Il modo migliore per capire il meccanismo sociale e politico che produce Marte è un libro indimenticabile: Dalle macerie. Cronache sul fronte meridionale (2018) di Alessandro Leogrande, che raccoglie i suoi scritti prima di morire. E morire giovane.

Scritto da uno di quegli intellettuali che se ne vanno via troppo presto, prima di fare scuola, Dalle macerie è incentrato su una domanda semplice: perché le crisi al Sud, o meglio, in alcune città del Sud, invece che riorganizzare la società in senso progressista, diventano l’occasione per rafforzare e consolidare la Reazione?

La Reazione è quel miscuglio di ultradestra, sanfredismo, eterie e logiche carcerarie, rassegnazione, legame tra malavita e industria, scempio urbanistico e segregazione della povertà. Il disastro ambientale, questo c’insegna Leogrande, prima di essere ambientale è umano e politico. Così l’ultradestra di Cito sembra il laboratorio politico di Trump e l’atteggiamento di rimozione e fiducia nel “bene” che spesso hanno i ceti più progressisti non fa che consolidarla. Anche riguardo al clima, l’unico modo possibile è partire da sé. Fare etnografia, con pazienza e costanza, come Leogrande.

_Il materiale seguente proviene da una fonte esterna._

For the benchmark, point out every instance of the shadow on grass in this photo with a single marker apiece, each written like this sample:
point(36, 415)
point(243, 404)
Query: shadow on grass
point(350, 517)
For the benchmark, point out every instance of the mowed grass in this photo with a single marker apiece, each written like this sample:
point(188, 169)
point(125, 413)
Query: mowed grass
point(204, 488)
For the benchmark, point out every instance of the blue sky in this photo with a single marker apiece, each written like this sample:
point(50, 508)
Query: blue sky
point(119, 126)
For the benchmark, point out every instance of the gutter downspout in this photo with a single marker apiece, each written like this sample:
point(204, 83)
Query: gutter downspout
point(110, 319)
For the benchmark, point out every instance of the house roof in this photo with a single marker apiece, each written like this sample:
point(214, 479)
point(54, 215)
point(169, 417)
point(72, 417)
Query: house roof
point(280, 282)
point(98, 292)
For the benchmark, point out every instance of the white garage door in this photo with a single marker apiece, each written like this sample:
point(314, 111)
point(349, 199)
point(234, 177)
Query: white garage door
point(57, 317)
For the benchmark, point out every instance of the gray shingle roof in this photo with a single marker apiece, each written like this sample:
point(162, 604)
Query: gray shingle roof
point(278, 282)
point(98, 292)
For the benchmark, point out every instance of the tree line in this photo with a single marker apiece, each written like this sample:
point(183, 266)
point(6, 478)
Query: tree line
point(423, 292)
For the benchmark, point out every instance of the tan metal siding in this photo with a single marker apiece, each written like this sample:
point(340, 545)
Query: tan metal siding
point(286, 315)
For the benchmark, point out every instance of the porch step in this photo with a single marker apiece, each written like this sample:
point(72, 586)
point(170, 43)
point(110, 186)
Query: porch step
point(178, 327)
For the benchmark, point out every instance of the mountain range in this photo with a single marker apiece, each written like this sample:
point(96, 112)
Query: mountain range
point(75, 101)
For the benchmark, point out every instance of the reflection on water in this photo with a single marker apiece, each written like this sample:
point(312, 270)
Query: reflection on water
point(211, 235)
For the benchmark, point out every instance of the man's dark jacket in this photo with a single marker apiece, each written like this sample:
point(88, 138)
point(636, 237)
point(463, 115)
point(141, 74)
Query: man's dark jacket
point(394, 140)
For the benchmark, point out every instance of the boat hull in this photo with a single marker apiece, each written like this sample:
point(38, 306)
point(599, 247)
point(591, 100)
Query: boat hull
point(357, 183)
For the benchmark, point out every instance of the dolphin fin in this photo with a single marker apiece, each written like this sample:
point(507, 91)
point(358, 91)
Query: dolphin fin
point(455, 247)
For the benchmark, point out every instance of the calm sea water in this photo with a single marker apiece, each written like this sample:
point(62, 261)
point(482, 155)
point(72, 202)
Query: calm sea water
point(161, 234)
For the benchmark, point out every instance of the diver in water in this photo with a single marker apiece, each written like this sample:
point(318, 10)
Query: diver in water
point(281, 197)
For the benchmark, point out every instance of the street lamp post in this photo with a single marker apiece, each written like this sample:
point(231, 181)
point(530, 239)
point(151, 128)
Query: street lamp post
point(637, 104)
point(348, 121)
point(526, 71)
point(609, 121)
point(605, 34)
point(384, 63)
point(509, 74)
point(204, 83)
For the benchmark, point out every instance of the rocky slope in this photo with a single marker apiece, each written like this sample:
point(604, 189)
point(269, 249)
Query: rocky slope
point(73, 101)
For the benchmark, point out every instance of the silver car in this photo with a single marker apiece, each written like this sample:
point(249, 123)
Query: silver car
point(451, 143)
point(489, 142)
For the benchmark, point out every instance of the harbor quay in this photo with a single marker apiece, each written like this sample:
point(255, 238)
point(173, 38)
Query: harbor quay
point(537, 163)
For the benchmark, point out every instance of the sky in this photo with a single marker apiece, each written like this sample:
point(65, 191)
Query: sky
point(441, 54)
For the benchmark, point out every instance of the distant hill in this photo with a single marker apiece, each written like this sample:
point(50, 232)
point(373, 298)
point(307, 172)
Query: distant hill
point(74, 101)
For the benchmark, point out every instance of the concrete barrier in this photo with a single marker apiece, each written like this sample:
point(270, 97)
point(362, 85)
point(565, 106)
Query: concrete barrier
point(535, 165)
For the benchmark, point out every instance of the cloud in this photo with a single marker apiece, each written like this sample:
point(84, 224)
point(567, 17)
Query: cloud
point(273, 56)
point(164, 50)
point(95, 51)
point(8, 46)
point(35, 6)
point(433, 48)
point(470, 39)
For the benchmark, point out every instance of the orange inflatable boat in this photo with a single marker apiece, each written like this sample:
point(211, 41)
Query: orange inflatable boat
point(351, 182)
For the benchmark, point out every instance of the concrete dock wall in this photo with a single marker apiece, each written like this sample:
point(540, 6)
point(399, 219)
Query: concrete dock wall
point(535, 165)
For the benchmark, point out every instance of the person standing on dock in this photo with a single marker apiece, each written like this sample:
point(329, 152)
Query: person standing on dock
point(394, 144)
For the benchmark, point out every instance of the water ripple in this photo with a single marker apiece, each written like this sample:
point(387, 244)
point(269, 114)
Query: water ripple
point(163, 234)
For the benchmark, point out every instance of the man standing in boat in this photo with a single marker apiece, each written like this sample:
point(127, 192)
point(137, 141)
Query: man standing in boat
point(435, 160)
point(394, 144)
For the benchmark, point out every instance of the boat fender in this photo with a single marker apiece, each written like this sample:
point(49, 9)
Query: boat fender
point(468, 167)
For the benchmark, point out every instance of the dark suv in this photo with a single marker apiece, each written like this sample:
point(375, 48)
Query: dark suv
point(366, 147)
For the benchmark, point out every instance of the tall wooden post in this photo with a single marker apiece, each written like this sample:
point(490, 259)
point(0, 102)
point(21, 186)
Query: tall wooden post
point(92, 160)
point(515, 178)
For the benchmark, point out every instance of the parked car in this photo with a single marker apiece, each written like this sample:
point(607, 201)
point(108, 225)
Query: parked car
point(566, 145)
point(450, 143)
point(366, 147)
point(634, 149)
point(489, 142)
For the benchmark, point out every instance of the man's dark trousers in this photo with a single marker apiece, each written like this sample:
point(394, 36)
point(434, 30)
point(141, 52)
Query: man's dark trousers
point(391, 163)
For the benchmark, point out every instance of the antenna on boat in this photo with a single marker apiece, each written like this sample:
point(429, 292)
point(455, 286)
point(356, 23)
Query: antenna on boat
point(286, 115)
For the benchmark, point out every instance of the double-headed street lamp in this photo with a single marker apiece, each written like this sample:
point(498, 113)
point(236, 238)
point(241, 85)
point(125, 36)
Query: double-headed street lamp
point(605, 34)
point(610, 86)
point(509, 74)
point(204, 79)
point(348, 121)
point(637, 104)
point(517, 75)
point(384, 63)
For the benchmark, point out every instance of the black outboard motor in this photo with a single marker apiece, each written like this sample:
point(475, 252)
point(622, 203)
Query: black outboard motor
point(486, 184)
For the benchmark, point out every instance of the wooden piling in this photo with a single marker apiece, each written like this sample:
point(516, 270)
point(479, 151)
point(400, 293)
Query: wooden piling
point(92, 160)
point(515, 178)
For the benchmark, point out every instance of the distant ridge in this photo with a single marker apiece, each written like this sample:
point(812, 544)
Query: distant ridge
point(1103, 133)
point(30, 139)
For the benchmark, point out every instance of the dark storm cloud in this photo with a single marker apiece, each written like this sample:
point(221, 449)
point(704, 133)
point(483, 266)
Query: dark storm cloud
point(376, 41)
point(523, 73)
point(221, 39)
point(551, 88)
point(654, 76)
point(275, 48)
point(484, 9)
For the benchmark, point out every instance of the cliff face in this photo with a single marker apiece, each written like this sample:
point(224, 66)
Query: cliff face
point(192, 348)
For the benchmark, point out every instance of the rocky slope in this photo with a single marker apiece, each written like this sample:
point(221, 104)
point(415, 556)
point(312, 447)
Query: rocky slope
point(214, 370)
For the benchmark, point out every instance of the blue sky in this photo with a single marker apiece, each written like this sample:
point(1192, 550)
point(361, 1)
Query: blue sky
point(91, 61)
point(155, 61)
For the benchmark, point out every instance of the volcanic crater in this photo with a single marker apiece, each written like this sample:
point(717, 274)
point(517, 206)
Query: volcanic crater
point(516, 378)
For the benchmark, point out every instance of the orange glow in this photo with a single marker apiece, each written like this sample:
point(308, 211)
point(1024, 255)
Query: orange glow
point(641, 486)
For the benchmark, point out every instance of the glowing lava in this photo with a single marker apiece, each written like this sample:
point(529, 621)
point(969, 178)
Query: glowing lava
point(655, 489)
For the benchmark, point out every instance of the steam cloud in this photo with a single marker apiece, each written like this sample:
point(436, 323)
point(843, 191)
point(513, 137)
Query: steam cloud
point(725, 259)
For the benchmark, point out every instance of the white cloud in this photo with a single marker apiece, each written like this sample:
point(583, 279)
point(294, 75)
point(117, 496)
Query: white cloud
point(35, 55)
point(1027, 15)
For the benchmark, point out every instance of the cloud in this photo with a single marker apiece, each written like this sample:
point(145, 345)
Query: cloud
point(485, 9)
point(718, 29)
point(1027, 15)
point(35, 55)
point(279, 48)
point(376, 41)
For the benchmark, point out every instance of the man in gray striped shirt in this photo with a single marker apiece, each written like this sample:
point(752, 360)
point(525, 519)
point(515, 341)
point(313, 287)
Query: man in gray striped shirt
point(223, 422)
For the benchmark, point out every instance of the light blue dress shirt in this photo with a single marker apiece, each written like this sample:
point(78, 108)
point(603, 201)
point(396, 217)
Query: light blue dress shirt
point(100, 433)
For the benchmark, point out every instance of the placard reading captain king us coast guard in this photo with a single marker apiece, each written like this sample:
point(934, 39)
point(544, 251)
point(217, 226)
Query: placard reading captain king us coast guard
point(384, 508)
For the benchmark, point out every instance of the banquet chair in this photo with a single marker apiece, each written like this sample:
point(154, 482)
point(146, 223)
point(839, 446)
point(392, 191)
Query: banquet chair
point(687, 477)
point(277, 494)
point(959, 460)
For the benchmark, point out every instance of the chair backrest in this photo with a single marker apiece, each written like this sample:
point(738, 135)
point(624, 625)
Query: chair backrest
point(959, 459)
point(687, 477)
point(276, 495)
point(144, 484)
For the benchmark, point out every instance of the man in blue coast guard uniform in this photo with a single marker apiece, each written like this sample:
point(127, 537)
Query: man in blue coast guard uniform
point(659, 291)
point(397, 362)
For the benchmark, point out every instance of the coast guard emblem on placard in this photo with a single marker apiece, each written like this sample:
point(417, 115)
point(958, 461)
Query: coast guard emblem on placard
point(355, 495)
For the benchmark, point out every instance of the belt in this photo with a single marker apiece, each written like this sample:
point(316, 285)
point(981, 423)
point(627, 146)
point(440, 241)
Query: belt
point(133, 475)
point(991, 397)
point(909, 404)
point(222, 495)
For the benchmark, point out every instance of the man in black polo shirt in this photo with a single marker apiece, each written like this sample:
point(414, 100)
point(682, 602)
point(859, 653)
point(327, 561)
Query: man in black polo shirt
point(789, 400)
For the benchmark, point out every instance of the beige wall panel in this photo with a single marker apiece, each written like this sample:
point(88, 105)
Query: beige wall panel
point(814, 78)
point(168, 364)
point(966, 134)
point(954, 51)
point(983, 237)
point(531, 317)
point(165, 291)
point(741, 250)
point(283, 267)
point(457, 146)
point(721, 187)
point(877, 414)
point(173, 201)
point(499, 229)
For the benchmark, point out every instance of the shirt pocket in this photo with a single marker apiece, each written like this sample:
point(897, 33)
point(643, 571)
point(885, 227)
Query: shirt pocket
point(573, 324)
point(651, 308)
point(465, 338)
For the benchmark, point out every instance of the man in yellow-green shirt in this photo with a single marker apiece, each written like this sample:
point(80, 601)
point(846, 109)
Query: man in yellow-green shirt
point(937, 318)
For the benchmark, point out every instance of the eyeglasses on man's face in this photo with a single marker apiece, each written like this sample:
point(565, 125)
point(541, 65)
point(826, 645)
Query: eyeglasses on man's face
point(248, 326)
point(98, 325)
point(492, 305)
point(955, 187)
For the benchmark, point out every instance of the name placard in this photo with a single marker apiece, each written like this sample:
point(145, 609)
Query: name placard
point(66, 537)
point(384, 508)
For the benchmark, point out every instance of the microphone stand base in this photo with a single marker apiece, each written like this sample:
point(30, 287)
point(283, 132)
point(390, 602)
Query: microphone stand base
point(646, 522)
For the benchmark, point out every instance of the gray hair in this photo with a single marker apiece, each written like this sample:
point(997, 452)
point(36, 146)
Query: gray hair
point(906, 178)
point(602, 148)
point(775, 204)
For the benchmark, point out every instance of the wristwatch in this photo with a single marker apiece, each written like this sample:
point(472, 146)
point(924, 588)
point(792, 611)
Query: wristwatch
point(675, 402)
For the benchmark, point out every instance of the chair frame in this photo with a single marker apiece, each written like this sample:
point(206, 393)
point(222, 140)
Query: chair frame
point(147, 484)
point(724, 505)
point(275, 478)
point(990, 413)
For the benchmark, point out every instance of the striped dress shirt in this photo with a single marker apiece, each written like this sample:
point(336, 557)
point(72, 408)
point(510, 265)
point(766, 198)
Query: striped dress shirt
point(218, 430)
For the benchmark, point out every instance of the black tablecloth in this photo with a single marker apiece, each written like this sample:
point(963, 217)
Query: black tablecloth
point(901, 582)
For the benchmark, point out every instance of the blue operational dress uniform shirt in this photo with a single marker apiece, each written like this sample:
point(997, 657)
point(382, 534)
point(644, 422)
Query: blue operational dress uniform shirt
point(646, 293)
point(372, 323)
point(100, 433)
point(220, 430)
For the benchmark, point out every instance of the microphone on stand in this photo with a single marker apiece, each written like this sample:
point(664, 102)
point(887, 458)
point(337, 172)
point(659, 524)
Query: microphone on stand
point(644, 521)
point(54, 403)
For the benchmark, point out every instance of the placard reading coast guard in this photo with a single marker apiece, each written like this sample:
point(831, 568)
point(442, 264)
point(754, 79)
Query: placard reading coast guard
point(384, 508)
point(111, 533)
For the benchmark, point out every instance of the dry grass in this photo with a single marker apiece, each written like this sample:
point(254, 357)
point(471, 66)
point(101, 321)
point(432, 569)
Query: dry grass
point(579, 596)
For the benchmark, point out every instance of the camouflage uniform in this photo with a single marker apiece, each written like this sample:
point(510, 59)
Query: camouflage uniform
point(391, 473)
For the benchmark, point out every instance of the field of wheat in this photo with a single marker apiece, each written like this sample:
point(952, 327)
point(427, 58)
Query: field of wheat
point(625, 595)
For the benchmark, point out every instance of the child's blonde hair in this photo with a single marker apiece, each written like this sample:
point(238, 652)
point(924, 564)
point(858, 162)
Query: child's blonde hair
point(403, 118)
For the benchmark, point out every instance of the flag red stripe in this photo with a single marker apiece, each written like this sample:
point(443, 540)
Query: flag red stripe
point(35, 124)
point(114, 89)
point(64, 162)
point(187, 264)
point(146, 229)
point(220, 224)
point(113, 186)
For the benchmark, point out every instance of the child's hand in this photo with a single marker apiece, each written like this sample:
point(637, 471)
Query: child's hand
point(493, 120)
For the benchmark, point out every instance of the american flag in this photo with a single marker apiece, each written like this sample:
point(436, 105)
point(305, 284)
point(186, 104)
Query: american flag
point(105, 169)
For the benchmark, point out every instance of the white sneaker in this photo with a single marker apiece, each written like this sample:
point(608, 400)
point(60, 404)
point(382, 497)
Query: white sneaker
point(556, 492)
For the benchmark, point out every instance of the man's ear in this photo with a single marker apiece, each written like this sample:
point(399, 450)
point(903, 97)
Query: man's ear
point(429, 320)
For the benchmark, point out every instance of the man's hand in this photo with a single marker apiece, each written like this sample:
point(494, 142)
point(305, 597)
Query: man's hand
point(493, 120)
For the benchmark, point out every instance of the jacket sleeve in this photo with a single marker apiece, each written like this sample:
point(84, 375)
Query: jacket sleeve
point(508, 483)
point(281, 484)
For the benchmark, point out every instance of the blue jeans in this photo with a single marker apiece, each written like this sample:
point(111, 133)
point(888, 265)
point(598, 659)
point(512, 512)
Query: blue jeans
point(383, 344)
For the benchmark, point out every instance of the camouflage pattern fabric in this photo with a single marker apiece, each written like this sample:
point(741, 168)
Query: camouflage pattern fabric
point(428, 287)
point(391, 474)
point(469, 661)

Ricordo uno dei pranzi della domenica.

A Ginosa, un paesotto in collina tra Puglia e Basilicata, che insieme ad Altamura, Montescaglioso, Laterza, Matera, altri piccoli centri e Gravina, appunto, è parte di una zona geografica delle Puglie che passa per essere la terra delle gravine. Ora, il prestigio urbano di Matera, e di questa configurazione paesaggistica, cresce con l’operazione UNESCO, la costituzione di un polo turistico e la candidatura a città europea della cultura, mentre tutto il resto della zona è quasi in abbandono. La terra delle gravine, che negli anni 2000 doveva diventare parco nazionale, un progetto chissà perché naufragato, è divisa tra regioni e province diverse. E qui, se crediamo al vecchio storico Braudel, la legge della continuità geografica può essere un motore di scambi più forte dei confini politici. Ma finora non lo è stato. Quello che è stato, invece, se penso a fenomeni riconducibili al cambiamento climatico sono due eventi, a loro modo, antitetici. E uno di questi due eventi mostra che c’è un’alternativa alla nevrosi da climate change, cioè a quella ridicola oscillazione tra soluzioni etiche primitiviste e ultra-tech (in altre parola, l’oscillazione tra il “me ne vado a vivere in campagna” e il progetto ITER —mega-struttura per un esperimento internazionale in Francia, sulla termofusione nucleare, il sogno di usare l’acqua come energia. La costruzione è ancora in corso e si prevede il primo collaudo nel 2035. Cominciata più di vent’anni fa, i suoi ingegneri intanto sono diventati nonni e la costruzione, chiaramente, è finanziata con miliardi di milioni di euro. Tutto questo ha una scala non solo percettiva, temporale e politica, ma anche finanziaria, decisamente astratta. Ed è astratta perché siamo poveri). Ma torniamo al ricordo.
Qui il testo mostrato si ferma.